The Krizner Group is in some ways similar to an emergency boat-towing service. The client has Krizner on retainer and calls him when it needs him.
“The difference,” Krizner said, “is that I’m going to check your engine” before you head out on the HR sea.
A part of Krizner’s job is getting employers past commonly held misconceptions. Many, he has found, believed that wrongful termination is impossible in a right-to-work state.
“At-will, in essence, died in 1964 with the arrival of Title VII, which is part of the Civil Rights Act,” Krizner said.
“That was the beginning of all the protected classes: race, gender, age, disability.

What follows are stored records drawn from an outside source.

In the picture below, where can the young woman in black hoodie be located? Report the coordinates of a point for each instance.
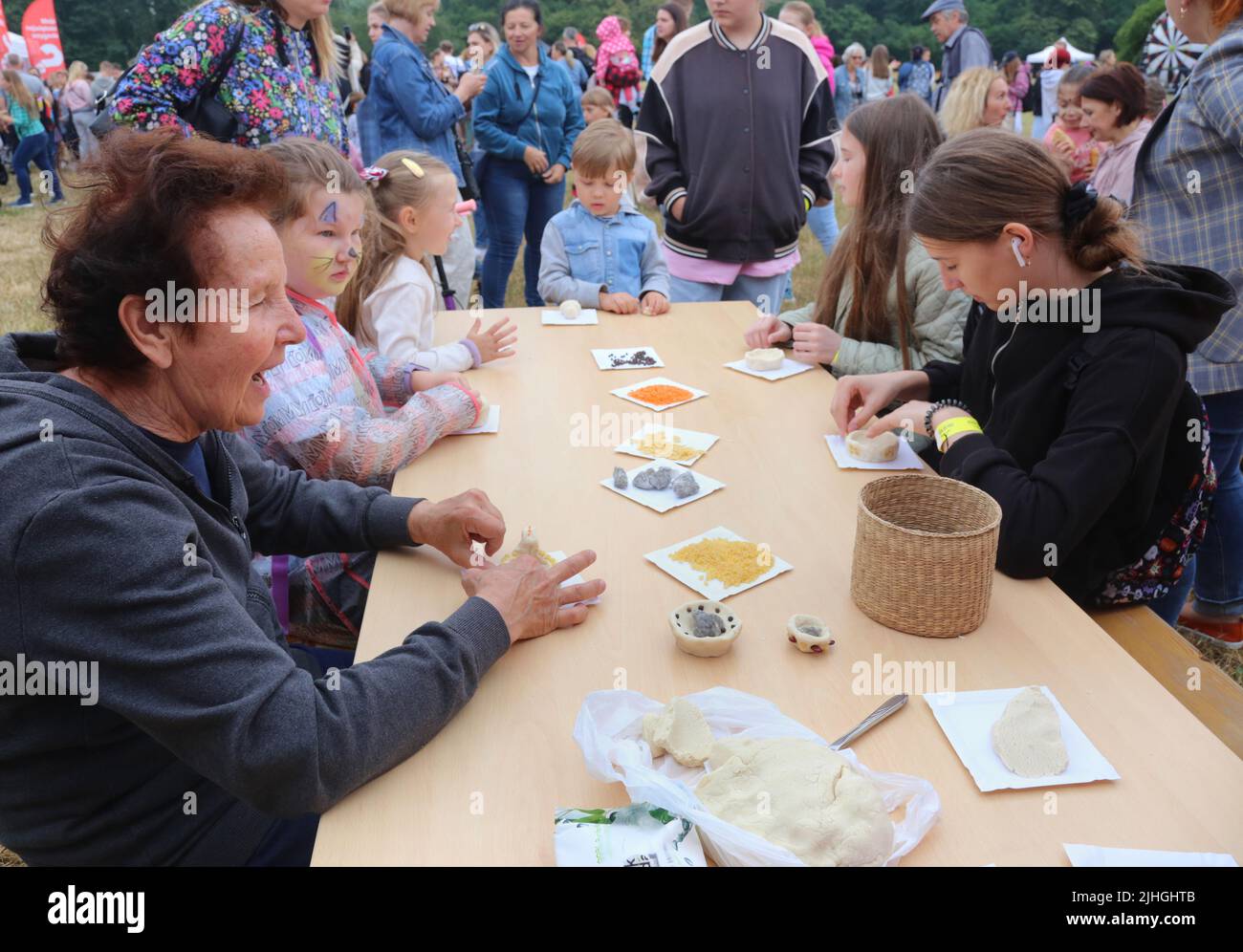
(1070, 406)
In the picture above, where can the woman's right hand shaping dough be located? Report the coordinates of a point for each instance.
(530, 596)
(767, 331)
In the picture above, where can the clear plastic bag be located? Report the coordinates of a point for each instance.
(609, 732)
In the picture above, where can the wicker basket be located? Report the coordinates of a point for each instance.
(925, 552)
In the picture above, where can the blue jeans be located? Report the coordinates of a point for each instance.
(763, 292)
(33, 149)
(517, 204)
(1217, 567)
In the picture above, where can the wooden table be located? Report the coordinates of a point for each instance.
(485, 790)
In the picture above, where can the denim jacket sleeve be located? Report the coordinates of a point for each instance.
(486, 112)
(556, 282)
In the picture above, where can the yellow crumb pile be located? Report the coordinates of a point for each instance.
(732, 563)
(666, 449)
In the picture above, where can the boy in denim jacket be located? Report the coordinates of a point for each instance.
(600, 251)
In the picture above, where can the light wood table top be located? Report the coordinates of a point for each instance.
(485, 790)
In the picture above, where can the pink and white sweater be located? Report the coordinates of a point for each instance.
(343, 413)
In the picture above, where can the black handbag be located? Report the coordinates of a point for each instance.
(206, 113)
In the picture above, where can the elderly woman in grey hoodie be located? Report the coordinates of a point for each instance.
(131, 514)
(904, 315)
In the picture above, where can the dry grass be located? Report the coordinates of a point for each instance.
(23, 265)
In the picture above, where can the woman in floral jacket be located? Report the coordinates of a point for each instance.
(281, 82)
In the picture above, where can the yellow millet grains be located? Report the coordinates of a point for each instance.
(732, 563)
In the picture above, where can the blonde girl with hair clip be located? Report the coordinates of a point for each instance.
(338, 410)
(79, 104)
(392, 302)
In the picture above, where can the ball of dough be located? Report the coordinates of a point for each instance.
(818, 806)
(766, 358)
(1028, 736)
(877, 449)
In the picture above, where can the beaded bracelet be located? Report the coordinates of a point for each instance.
(941, 405)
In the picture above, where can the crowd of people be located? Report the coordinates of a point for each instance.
(229, 491)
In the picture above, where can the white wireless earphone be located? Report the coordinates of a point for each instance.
(1018, 255)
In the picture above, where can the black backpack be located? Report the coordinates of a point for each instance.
(1032, 99)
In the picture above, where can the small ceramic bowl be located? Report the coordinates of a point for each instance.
(808, 634)
(682, 620)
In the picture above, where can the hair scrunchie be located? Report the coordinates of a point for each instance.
(1077, 206)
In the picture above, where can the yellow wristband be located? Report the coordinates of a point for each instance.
(951, 427)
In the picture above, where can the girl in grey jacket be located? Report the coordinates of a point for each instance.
(900, 315)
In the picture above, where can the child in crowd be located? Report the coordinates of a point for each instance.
(597, 251)
(392, 302)
(598, 104)
(336, 410)
(1069, 138)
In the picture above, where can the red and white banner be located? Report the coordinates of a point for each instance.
(42, 36)
(4, 35)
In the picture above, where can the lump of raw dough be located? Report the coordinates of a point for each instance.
(1028, 736)
(708, 624)
(802, 795)
(808, 634)
(766, 358)
(654, 479)
(680, 731)
(878, 449)
(684, 485)
(530, 546)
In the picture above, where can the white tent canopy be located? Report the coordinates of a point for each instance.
(16, 45)
(1077, 56)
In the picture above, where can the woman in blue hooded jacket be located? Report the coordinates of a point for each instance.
(413, 110)
(526, 120)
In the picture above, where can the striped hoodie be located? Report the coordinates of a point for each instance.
(744, 136)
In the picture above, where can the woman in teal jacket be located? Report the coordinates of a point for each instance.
(526, 120)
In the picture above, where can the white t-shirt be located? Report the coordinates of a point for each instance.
(399, 319)
(1049, 79)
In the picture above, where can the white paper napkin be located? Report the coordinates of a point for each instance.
(1084, 855)
(906, 458)
(556, 317)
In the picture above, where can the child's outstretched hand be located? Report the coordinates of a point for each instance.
(620, 303)
(655, 303)
(426, 379)
(496, 342)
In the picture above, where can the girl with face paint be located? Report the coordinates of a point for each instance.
(330, 412)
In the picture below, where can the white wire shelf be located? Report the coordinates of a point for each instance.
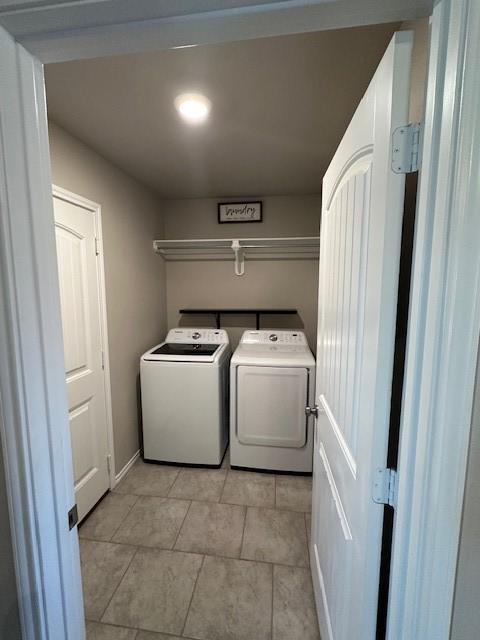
(299, 248)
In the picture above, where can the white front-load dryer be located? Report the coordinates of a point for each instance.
(184, 388)
(272, 380)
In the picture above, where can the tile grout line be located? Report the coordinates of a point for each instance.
(181, 526)
(273, 587)
(227, 471)
(126, 516)
(191, 597)
(139, 547)
(243, 532)
(120, 581)
(173, 483)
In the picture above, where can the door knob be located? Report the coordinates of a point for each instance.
(312, 411)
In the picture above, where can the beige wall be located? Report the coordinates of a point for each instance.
(134, 275)
(466, 611)
(9, 619)
(271, 283)
(418, 74)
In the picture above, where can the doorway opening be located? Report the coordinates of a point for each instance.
(117, 140)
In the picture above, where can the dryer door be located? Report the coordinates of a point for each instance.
(271, 406)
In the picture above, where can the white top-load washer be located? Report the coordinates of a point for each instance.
(272, 380)
(184, 387)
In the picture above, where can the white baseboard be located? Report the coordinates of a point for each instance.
(127, 467)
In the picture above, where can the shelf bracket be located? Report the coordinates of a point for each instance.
(239, 258)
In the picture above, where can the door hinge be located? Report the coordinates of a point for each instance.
(407, 148)
(73, 517)
(385, 486)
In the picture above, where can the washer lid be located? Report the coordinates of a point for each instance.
(185, 352)
(181, 349)
(274, 348)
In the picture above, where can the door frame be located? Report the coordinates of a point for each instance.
(96, 210)
(443, 334)
(442, 343)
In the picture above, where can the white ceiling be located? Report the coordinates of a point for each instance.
(280, 107)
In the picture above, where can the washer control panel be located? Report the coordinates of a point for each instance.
(203, 336)
(274, 337)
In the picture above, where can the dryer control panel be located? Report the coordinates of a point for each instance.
(204, 336)
(273, 336)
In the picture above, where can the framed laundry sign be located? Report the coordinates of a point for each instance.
(239, 212)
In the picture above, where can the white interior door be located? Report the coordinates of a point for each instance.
(82, 337)
(362, 207)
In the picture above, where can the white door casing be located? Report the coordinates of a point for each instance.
(362, 208)
(82, 307)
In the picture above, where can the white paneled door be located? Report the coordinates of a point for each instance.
(362, 212)
(80, 296)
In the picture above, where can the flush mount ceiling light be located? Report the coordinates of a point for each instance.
(193, 107)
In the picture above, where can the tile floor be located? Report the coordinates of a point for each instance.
(204, 554)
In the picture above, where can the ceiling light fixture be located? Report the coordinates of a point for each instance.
(193, 107)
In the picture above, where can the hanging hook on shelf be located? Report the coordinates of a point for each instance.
(239, 258)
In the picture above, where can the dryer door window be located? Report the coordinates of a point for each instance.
(271, 406)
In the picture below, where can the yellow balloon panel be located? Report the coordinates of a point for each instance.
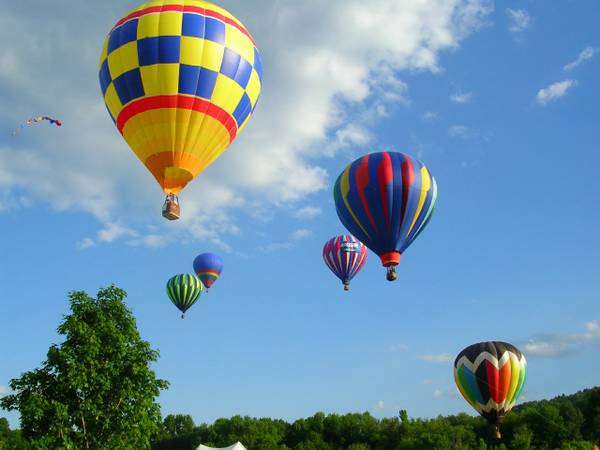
(180, 79)
(189, 144)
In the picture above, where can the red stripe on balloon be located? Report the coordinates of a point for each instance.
(493, 381)
(408, 178)
(504, 385)
(362, 181)
(385, 174)
(178, 102)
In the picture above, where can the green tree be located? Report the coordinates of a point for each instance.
(178, 425)
(95, 390)
(522, 438)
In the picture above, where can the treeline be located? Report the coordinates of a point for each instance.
(565, 423)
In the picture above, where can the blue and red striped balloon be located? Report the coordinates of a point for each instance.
(385, 199)
(345, 256)
(208, 268)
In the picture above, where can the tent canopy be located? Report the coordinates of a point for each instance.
(236, 446)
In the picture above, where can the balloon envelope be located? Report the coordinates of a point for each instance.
(385, 199)
(208, 268)
(184, 290)
(345, 256)
(180, 79)
(490, 376)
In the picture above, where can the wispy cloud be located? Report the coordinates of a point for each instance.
(459, 131)
(316, 91)
(586, 54)
(520, 20)
(307, 212)
(468, 133)
(396, 348)
(294, 237)
(554, 91)
(85, 243)
(300, 234)
(440, 393)
(439, 358)
(561, 345)
(462, 97)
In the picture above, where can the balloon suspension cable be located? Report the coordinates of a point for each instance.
(391, 274)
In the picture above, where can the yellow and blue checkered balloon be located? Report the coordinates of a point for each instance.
(180, 79)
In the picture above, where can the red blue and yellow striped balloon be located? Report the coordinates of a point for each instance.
(180, 79)
(490, 376)
(208, 268)
(385, 199)
(345, 256)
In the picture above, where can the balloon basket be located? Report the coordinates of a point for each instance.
(497, 434)
(171, 209)
(391, 274)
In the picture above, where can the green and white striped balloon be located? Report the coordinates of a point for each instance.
(184, 290)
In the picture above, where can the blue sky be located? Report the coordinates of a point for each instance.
(500, 100)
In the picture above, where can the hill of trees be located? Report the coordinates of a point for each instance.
(566, 423)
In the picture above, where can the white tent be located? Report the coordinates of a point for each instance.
(236, 446)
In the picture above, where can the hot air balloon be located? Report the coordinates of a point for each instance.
(184, 290)
(345, 256)
(180, 79)
(490, 376)
(385, 199)
(208, 268)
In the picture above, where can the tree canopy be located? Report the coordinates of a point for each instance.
(95, 389)
(564, 423)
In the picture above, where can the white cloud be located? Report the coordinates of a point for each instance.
(300, 234)
(396, 348)
(440, 393)
(294, 237)
(150, 240)
(326, 77)
(113, 231)
(520, 20)
(438, 359)
(307, 212)
(349, 136)
(560, 345)
(459, 131)
(468, 133)
(85, 243)
(586, 54)
(554, 91)
(461, 97)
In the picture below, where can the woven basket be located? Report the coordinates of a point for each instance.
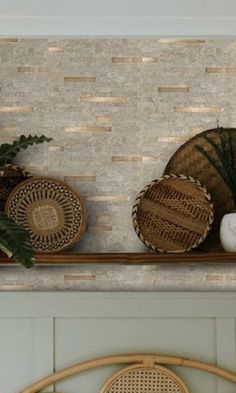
(144, 379)
(189, 161)
(173, 214)
(10, 177)
(51, 211)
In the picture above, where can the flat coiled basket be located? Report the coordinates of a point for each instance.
(51, 211)
(173, 214)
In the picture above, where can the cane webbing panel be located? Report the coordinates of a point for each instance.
(142, 379)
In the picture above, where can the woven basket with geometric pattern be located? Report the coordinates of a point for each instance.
(191, 162)
(173, 214)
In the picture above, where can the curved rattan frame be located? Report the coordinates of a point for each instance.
(146, 359)
(143, 192)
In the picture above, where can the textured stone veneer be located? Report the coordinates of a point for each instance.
(117, 110)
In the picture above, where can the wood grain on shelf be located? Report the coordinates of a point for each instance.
(129, 258)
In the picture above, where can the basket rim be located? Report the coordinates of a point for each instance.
(199, 135)
(140, 196)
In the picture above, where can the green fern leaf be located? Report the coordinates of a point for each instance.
(9, 151)
(15, 241)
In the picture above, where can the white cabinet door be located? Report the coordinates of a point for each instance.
(26, 352)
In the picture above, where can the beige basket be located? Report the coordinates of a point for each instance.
(173, 214)
(51, 211)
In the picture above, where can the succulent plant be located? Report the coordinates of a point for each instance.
(224, 158)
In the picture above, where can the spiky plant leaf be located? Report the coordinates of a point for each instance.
(15, 241)
(216, 164)
(9, 151)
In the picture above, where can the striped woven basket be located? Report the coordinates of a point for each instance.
(173, 214)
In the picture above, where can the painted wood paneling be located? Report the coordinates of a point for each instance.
(79, 339)
(26, 351)
(40, 332)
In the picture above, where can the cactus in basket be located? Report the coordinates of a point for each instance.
(14, 239)
(224, 159)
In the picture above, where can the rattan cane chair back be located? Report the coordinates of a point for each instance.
(141, 379)
(143, 375)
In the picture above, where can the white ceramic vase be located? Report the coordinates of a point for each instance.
(228, 232)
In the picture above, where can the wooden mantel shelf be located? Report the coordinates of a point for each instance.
(129, 258)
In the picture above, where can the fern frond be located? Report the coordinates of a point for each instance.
(9, 151)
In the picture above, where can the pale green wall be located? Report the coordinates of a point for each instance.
(112, 17)
(40, 332)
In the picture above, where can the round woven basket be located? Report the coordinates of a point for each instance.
(51, 211)
(188, 160)
(173, 214)
(144, 379)
(10, 177)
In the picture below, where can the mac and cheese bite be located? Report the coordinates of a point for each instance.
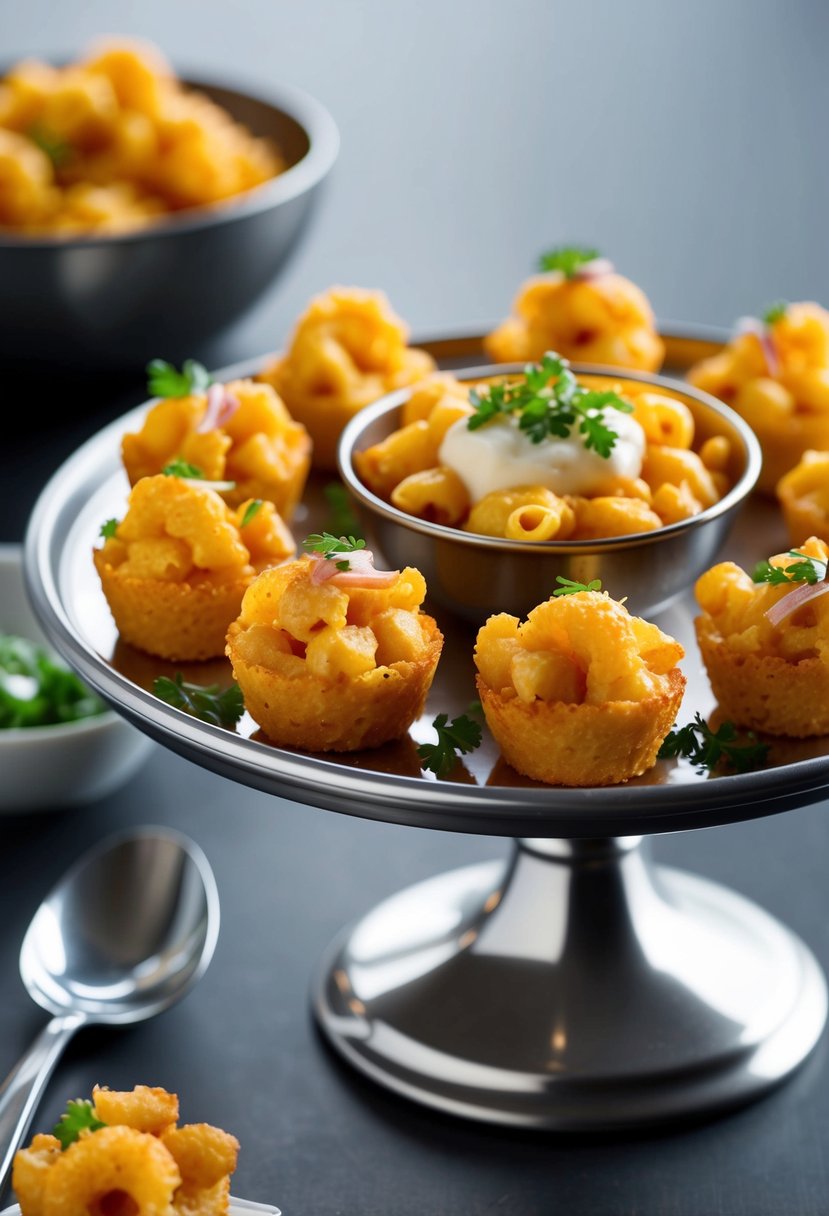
(580, 307)
(240, 432)
(125, 1154)
(175, 568)
(766, 643)
(548, 456)
(580, 693)
(347, 350)
(774, 372)
(804, 496)
(113, 142)
(332, 654)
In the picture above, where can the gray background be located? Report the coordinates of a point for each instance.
(688, 142)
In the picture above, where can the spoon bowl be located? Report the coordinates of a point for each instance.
(122, 936)
(125, 932)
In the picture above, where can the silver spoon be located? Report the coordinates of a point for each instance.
(125, 933)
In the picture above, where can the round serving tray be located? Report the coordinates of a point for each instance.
(483, 794)
(575, 986)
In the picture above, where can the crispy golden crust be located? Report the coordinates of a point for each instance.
(766, 692)
(581, 744)
(345, 714)
(30, 1171)
(173, 620)
(118, 1160)
(144, 1108)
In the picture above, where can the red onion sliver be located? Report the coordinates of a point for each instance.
(221, 406)
(365, 578)
(229, 406)
(795, 600)
(361, 572)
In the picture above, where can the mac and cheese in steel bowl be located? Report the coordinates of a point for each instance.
(495, 480)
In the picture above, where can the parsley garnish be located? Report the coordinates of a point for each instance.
(343, 517)
(251, 511)
(774, 311)
(569, 587)
(179, 467)
(332, 546)
(37, 690)
(58, 150)
(568, 259)
(79, 1116)
(706, 748)
(810, 569)
(164, 381)
(210, 703)
(550, 401)
(461, 735)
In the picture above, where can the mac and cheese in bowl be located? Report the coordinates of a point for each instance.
(492, 490)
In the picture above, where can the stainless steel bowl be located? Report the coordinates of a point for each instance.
(161, 291)
(475, 575)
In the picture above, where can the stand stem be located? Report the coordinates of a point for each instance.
(577, 986)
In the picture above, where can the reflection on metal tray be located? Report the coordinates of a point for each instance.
(483, 793)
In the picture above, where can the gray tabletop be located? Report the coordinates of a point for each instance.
(684, 141)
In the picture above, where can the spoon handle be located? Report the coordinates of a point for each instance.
(22, 1088)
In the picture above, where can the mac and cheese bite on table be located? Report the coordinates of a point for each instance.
(774, 372)
(240, 432)
(348, 349)
(175, 568)
(125, 1154)
(804, 496)
(580, 693)
(765, 641)
(113, 142)
(548, 456)
(332, 654)
(580, 307)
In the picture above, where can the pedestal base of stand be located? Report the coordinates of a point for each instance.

Even given that, an employer may think that he has nothing to worry about if he terminates a young, white male.”
That’s not necessarily true.
“That employee is a member of two protected classes: He is white and he is a male,” Krizner explained. “If you replace him with a female of color, you may have a problem. If he is a reporter that you are firing because his writing is substandard, you better have evidence of excessive editing.”
Krizner has encountered those entrepreneurs who resist making an investment in an HR director or consultant because they see it as getting in the way of what they want to accomplish.
“I understand that,” Krizner said. “I am an entrepreneur, myself. But especially in a litigious town like Tallahassee, I can usually satisfy business owners without too much difficulty that I am here to protect their assets.
“I give them options, and they don’t have to pick the most conservative one. They are the decision-makers.”